To further investigate the mechanism underlying the effects of miR-20a on the induction of inflammation, NF-κB signaling pathway-associated proteins, including IκBα and p-NF-κB, were measured by western blotting. As shown in Fig. 3A-C, the protein expression levels of IκBα and p-NF-κB were increased in the LPS group compared with in the control group (P<0.05). The expression of total NF-κB was consistent with that of β-actin (data not shown). In addition, the expression levels of IκBα and p-NF-κB were further increased in the LPS + miR-20a group compared with in the LPS group (P<0.05). The expression levels of IκBα and p-NF-κB in LPS + mimic control group were not significantly different compared with the LPS group (data not shown).
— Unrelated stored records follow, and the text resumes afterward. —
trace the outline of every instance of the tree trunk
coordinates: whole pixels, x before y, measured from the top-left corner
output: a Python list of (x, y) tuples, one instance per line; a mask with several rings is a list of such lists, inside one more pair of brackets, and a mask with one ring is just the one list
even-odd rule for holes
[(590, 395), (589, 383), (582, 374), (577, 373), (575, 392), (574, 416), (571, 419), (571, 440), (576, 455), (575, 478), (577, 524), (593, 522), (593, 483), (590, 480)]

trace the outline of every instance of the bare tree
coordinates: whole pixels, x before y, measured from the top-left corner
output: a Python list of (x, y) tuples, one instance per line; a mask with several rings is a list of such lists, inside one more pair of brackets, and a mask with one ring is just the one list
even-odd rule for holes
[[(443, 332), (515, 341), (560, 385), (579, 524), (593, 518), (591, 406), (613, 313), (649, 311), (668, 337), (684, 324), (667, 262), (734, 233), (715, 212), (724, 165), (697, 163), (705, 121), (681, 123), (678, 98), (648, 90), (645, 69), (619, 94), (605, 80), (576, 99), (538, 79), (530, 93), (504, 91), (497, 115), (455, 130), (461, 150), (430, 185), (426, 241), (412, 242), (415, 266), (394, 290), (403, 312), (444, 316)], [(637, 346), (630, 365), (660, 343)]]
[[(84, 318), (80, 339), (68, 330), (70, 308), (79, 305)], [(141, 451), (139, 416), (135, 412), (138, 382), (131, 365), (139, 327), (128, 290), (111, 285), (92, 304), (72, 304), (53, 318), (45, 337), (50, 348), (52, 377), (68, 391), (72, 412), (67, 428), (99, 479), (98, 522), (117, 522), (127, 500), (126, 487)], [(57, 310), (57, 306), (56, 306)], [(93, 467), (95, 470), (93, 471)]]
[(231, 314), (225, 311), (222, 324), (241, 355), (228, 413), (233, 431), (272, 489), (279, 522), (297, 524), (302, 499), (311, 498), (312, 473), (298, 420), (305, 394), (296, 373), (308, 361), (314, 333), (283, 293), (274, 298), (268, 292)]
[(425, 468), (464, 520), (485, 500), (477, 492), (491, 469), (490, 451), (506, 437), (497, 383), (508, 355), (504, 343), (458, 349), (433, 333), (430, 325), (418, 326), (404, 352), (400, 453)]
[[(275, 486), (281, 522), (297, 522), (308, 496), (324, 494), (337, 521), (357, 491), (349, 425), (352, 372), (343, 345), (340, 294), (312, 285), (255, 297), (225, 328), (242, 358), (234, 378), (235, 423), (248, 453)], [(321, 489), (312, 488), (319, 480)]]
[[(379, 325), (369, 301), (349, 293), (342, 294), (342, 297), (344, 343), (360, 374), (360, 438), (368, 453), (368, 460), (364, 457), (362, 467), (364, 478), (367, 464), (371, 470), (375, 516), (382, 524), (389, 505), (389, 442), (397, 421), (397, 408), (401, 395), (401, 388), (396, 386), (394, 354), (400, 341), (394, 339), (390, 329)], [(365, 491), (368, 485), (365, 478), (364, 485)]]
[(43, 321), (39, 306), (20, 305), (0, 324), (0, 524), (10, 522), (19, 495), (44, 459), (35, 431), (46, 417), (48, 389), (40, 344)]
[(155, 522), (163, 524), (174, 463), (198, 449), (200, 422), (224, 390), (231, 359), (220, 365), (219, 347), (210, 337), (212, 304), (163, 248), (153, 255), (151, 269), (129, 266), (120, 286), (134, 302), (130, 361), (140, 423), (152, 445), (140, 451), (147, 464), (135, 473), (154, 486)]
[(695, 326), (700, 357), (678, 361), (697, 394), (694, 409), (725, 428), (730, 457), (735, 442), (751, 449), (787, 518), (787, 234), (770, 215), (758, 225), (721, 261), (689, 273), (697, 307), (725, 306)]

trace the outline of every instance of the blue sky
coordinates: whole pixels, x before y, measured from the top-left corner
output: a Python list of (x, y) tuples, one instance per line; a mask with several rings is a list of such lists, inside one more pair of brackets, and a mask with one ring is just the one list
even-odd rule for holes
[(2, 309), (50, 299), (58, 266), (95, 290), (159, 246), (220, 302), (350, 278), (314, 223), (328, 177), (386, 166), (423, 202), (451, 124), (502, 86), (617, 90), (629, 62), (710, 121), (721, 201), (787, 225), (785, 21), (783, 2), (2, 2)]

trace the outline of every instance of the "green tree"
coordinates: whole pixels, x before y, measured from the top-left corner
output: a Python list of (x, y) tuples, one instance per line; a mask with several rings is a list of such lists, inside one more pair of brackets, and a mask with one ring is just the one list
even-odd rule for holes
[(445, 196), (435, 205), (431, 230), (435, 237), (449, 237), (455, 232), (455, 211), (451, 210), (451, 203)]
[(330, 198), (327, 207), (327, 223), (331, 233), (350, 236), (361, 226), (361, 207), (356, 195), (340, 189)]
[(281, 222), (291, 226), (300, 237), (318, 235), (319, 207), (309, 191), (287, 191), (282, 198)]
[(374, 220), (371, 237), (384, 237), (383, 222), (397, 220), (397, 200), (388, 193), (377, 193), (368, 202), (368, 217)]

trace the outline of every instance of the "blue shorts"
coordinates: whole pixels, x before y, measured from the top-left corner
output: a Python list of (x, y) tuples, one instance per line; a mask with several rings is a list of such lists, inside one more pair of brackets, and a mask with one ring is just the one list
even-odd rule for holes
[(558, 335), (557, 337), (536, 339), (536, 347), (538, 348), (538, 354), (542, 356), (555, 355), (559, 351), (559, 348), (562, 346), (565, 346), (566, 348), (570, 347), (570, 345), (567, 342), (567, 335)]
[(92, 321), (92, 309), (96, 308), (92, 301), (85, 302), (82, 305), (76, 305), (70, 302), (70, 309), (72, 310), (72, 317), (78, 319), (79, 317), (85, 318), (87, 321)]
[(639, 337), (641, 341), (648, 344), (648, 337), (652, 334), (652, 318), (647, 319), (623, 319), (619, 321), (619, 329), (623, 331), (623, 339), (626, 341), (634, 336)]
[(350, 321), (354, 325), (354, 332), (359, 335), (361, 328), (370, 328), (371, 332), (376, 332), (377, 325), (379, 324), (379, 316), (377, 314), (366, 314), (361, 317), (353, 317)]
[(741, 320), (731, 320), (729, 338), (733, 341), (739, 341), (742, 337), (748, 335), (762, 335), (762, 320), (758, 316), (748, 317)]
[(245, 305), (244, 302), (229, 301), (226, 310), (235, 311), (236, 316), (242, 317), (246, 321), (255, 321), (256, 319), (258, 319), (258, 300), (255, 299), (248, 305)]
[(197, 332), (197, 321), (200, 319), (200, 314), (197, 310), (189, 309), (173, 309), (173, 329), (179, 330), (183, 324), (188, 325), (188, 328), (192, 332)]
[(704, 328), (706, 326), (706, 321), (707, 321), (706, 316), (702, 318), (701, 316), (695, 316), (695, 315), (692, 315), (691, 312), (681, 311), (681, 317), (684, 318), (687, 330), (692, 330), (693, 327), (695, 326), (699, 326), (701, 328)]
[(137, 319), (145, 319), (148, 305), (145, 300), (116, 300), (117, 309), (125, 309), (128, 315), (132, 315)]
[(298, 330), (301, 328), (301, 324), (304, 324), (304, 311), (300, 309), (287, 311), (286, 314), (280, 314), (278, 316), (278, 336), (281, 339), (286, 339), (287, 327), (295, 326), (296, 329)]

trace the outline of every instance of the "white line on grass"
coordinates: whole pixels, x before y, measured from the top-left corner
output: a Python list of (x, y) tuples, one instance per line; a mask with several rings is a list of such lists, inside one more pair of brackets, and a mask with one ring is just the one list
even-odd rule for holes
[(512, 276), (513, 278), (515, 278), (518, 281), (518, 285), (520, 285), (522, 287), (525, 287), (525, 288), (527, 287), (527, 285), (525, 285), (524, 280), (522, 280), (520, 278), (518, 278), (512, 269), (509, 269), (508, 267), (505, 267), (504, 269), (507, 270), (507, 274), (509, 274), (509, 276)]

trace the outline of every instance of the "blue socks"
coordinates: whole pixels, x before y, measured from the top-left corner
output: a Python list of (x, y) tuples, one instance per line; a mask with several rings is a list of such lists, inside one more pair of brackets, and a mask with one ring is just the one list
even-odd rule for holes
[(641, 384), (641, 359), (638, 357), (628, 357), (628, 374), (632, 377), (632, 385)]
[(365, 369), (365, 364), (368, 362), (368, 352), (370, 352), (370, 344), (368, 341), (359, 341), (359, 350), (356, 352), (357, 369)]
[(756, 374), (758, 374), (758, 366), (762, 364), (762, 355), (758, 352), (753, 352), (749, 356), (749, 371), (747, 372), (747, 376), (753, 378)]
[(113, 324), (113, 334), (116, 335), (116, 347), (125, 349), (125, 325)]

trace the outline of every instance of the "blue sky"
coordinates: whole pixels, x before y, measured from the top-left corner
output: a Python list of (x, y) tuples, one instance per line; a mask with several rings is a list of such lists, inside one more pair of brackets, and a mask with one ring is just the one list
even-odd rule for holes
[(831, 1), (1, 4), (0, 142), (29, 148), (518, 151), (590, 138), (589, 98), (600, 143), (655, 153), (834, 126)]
To evaluate the role of the NF-κB signaling pathway in miR-20a-induced inflammation, the NF-κB inhibitor PDTC was used to suppress the NF-κB signaling pathway. ELISA was subsequently used to detect the expression levels of inflammatory factors. The results demonstrated that following treatment with the NF-κB inhibitor PDTC, the expression levels of IL-6, TNF-α and CRP were markedly decreased compared with in the LPS + miR-20a group (P<0.05; Fig. 4). The levels of inflammatory cytokines in the LPS + mimic control group were not significantly different compared with the LPS group (data not shown).